One client was spending $8K/month on an agent-based workflow that could have been implemented as a three-step function calling pipeline for $1.5K/month. Same output quality. Fifth the cost.

Debuggability

When a function calling pipeline produces wrong output, you can trace it: what function was called, what arguments were passed, what the function returned. The bug is always in one of three places: the function selection, the arguments, or the function implementation.

When an agent produces wrong output, the reasoning chain might be 12 steps long, with the error introduced at step 4 but not manifesting until step 11. Debugging requires reading the model’s internal monologue and understanding why it made each decision. This is possible but significantly harder.

Latency

Function calling: 1-3 sequential LLM calls, typically 2-6 seconds total.

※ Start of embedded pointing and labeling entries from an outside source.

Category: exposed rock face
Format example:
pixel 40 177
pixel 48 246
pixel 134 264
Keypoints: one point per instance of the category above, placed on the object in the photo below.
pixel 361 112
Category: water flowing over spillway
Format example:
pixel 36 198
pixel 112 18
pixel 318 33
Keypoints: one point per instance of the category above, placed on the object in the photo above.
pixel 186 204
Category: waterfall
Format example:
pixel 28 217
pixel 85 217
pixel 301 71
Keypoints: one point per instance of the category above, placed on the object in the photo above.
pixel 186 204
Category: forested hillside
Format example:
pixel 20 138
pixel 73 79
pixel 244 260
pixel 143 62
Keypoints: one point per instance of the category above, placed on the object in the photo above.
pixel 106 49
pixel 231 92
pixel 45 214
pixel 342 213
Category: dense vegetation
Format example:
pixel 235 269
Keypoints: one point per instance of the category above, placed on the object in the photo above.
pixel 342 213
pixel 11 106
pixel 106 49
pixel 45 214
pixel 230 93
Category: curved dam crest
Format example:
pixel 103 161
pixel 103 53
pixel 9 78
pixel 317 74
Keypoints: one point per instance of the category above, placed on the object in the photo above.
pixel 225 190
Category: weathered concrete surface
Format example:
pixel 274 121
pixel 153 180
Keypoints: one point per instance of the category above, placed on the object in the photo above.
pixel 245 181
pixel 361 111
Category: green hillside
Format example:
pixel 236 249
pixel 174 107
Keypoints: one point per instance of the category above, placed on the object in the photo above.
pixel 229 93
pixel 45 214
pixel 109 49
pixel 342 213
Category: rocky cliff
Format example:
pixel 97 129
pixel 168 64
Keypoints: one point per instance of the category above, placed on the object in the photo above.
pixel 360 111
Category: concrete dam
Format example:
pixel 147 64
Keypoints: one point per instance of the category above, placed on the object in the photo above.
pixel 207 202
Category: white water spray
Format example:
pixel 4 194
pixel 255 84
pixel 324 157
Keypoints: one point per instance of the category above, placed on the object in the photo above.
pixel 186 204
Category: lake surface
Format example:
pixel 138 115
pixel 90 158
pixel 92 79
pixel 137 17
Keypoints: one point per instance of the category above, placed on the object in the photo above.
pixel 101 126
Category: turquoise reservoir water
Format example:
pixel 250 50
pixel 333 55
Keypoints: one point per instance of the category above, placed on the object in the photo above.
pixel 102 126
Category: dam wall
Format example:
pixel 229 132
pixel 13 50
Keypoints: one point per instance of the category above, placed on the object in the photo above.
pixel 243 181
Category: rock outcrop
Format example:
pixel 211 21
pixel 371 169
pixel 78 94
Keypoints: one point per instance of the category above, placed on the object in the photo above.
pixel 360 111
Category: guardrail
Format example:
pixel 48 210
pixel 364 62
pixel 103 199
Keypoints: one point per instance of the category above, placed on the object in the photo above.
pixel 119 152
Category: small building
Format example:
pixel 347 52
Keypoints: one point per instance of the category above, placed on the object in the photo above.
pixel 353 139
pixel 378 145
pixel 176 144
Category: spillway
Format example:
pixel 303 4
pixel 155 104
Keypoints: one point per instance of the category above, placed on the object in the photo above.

Agents: 5-15 sequential calls, typically 15-60 seconds total. Users notice.

When agents actually make sense

Agents aren’t always wrong. They win in specific scenarios:

Exploratory tasks: When you genuinely don’t know the steps in advance. Research tasks, complex data analysis, debugging — where the right approach depends on intermediate results.

Low-frequency, high-value tasks: When the task runs rarely enough that cost and latency don’t matter, but the value of a good result is high. A weekly competitive analysis, not a per-request API response.

Human-in-the-loop workflows: When a human is watching the agent work and can intervene if it goes off track. Interactive coding assistants are a good example — the human provides course correction.

The hybrid approach

What I recommend for most production systems: function calling for the hot path, agents for offline tasks.

User request → Function calling (fast, predictable, cheap)
                    ↓
              [If complex/ambiguous]
                    ↓
              Background agent task (slow, flexible, expensive)
                    ↓
              Async notification when complete

The user gets an immediate response from the function calling layer. If the query requires deeper reasoning, a background agent handles it and the user gets notified when it’s done. Best of both worlds.

The practical test

Before reaching for an agent framework, ask:

Can I enumerate the possible actions? If yes → function calling.
Is the control flow known in advance? If yes → function calling.
Does it need to run in under 10 seconds? If yes → function calling.
Is the task exploratory with unknown steps? If yes → maybe an agent.
Is a human watching and able to intervene? If yes → agent is fine.

Most production use cases hit “yes” on questions 1-3. Most teams building agents are solving a function calling problem with a more complex tool than they need.

Keep it simple. Your on-call self at 2am will thank you.